Può anche portare al perdono?

Forse, anche se resto dell’idea che non sia tanto semplice. Se veramente l’arte avesse proprietà terapeutiche, l’umanità avrebbe già smesso di farsi la guerra o, almeno, avrebbe imparato di più dalla storia. L’arte può invece costruire legami tra le persone, suggerire un’altra visuale, favorire la comprensione reciproca e in questo modo, sì, mettere un po’ di pace con il passato.

Vale anche per la Georgia, che è stata la patria di Stalin?

A differenza di quanto è accaduto in Germania, per esempio, in Georgia non si sono mai fatti i conti con il passato, non lo si è analizzato come sarebbe stato necessario. Negli ultimi trent’anni il Paese è stato troppo impegnato nella sopravvivenza tra una crisi e l’altra. Di sicuro, in un clima tanto fallimentare, la memoria storica non è considerata una priorità. Oggi i giovani sono decisamente critici verso l’era sovietica e numerosi artisti dedicano la loro attenzione a quel periodo, ma nell’opinione pubblica resta ancora molto da fare. Basti pensare al fatto che l’allestimento del museo dedicato a Stalin è rimasto immutato dagli anni Cinquanta a oggi.

Perché ha scelto di scrivere in tedesco?

Purtroppo è la sola lingua in cui riesco a esprimermi in forma letteraria. Quando vivevo in Georgia scrivevo anche in georgiano, ma da allora è trascorso parecchio tempo. Nonostante questo, per me la lingua madre rimane molto importante: non potrei parlare in tedesco con i miei figli. Considero un grande dono questa opportunità di frequentare altre lingue e altre culture, fino a renderle mie. In Georgia c’è un detto in proposito: più lingue parli, più persone puoi essere. Ed è proprio così, il passaggio da una lingua all’altra offre davvero prospettive inattese.

Oltre che di letteratura, nell’Ottava vita si parla molto di musica, di cinema, di danza…

Per me l’arte è sempre stata una sorta di rifugio, è sempre stato il modo in cui cercavo di comprendere la vita e le persone. Per quanto riesco a ricordare, ho subito amato la lettura. Fin da bambina, ogni volta che qualcosa mi sfuggiva, mi immergevo nei libri e lì scoprivo le risposte di cui avevo bisogno. Ci sono persone che trovano consolazione nella natura o nella matematica. Per quanto mi riguarda, l’arte mi permette di affrontare la vita e di comunicare con il mondo

Qual è, secondo lei, la responsabilità del narratore?

Ho impiegato parecchio tempo prima di capire come avrei potuto scrivere questo libro.
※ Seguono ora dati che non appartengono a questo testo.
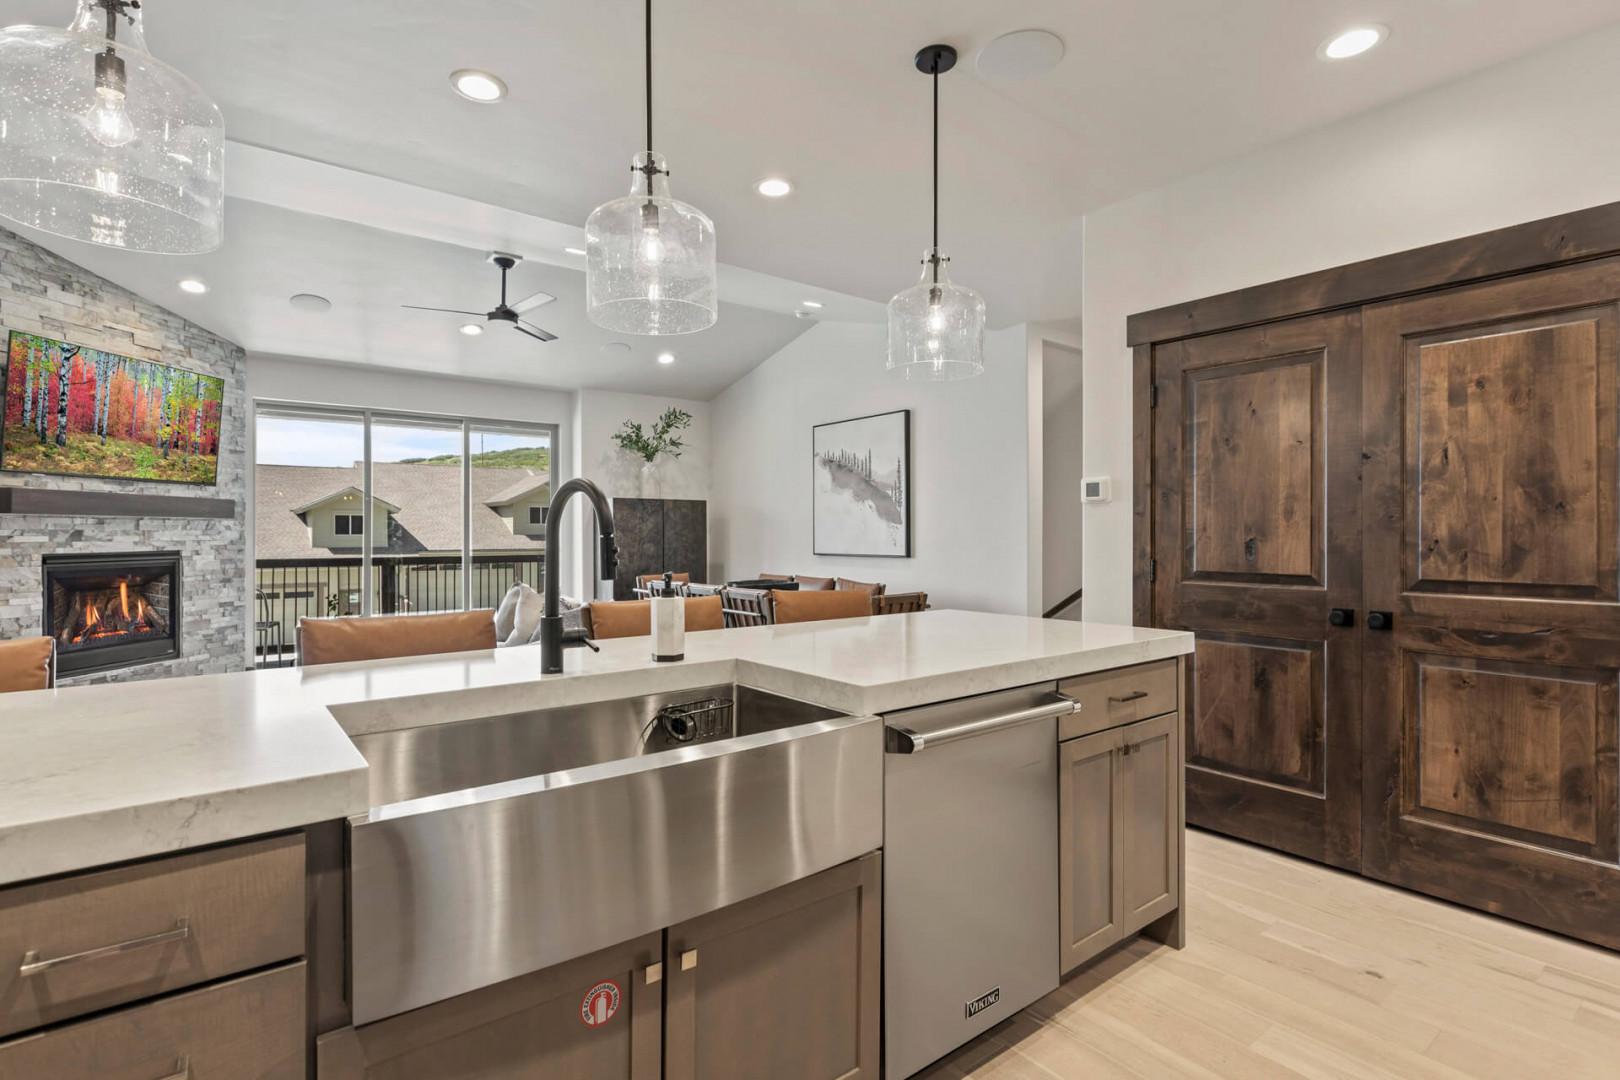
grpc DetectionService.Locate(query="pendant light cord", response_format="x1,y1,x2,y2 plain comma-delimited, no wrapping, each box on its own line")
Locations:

Dovevo destreggiarmi tra moltissimi episodi storici, ma volevo evitare il ricorso a un narratore onnisciente. Mi è stato molto utile nascondermi dietro uno dei personaggi, Niza, che a sua volta si rivolge a un interlocutore ben preciso, la giovanissima Brilka. Si è generata una sensazione di immediatezza, di urgenza, come in una lotta per la sopravvivenza. Niza dà sempre voce ai propri dubbi, in più di un’occasione non ha alcuna certezza su che cosa sia o non sia accaduto, eppure non smette di scrivere. Il mio obiettivo era appunto di mostrare la fragilità della narrazione, la sua porosità. Una componente di ignoto rimane, ma al centro di tutto, per me, c’è la convinzione che un racconto non si basa sulla certezza dei fatti, ma sulle ipotesi che possiamo formulare. Davanti a una lacuna, è la nostra immaginazione a intervenire per colmarla. Questo comporta indiscutibilmente una responsabilità. Raccontare una storia significa sempre operare una selezione, una scelta.

Quanto le assomiglia Niza?

L’ottava vita non è un’autobiografia, non è la storia della mia famiglia. La memorialistica non è il mio genere e, se devo essere sincera, non mi interessa neppure. Per me l’immaginazione conta comunque più dei fatti. Intendiamoci, ci sono grandi scrittori che raccontano benissimo di sé, ma non sono una di loro. D’altro canto, questo romanzo è per me qualcosa di incredibilmente personale, perché è attraversato dalla stesse domande che pongo a me stessa. Non potrei scrivere altrimenti.